I have a bolens iseki g152 tractor serial number 003061 and it has a " P" and the end of those numbers and on the frame it has tx 1410 I'm just trying to find out the year of the tractor it has a k3a 3 cylinder diesel engine can anyone help me tell the year of my tractor all other stickers are faded out


----------



## pogobill (Jan 31, 2012)

Have a look to see if you can find a date stamped on one of the wheels.


----------



## Rhinson76 (May 6, 2021)

Would I have to take the wheel off


----------



## Rhinson76 (May 6, 2021)

Not seeing date on the back of the wheel or front of the wheel


----------



## pogobill (Jan 31, 2012)

I'd have a look on the outside first


----------



## Rhinson76 (May 6, 2021)

The only numbers I seen on the intire wheel was the wheel size


----------



## pogobill (Jan 31, 2012)

There is not very much info out there on these tractors. Seems that model designations change from time to time.. gives you a range of years your tractor was made. Some had date stamped wheels, but if the wheels were changed at some point, it's not much use.
You may have to see if you can narrow down the date of manufacture of the engine to get you closer to the build date of your unit.
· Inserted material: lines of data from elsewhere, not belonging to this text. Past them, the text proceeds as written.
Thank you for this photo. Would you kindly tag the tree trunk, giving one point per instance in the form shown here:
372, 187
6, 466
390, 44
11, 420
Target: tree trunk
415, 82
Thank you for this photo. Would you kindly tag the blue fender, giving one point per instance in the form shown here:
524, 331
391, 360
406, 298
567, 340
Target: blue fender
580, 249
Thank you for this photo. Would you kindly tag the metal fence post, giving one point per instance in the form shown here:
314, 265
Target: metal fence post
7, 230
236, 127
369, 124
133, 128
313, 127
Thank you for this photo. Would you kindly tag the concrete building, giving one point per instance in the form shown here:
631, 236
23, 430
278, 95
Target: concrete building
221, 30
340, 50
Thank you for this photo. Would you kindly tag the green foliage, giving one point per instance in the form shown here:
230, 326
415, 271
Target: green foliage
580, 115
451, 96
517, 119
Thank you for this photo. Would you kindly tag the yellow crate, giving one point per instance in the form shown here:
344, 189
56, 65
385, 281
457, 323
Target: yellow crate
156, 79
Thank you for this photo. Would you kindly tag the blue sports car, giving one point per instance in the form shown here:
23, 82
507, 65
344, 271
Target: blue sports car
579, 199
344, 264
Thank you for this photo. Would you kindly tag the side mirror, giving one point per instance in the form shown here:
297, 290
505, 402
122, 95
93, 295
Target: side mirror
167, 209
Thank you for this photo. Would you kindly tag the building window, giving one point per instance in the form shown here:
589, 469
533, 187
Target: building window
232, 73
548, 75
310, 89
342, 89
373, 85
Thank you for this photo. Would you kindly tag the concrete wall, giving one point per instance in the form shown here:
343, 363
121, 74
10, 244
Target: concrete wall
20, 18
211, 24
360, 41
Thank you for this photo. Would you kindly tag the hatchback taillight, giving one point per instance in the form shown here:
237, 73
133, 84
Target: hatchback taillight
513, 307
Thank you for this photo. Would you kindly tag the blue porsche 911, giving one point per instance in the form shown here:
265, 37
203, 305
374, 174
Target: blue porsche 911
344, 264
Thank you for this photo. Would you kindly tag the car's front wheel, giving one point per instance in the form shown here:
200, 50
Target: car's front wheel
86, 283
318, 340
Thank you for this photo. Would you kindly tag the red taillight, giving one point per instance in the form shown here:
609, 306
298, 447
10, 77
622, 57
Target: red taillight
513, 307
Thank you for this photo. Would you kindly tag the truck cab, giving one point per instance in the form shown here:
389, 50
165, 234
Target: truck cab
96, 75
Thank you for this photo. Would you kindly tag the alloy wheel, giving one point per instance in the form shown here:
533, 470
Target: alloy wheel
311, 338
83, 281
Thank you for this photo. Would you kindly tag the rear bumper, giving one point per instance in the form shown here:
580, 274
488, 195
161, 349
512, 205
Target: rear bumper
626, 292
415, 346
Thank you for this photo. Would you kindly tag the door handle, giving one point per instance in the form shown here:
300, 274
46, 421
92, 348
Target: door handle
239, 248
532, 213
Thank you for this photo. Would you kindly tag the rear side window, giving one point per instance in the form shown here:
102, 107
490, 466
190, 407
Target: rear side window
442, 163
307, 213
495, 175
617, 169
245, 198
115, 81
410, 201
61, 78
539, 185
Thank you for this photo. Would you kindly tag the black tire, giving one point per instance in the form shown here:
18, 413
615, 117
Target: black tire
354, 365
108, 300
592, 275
Mitsubishi I believe.


----------



## Rhinson76 (May 6, 2021)

The engine is a k3a


----------



## Rhinson76 (May 6, 2021)

I do greatly appreciate the help I have a place to buy replacement parts the company is Sam's bolens in Indiana I had to order a bearing housing for the belly mower of my tractor and the bearings


----------



## Rhinson76 (May 6, 2021)

I look at it every piece I'm putting on it is like a weird restoration but I just use to make a little money not really trying to restore it because of course finding out buying the pieces as they break are getting very expensive especially since the guy i get them from must have cornered the market on the parts


----------



## Rhinson76 (May 6, 2021)

Thank for your help


----------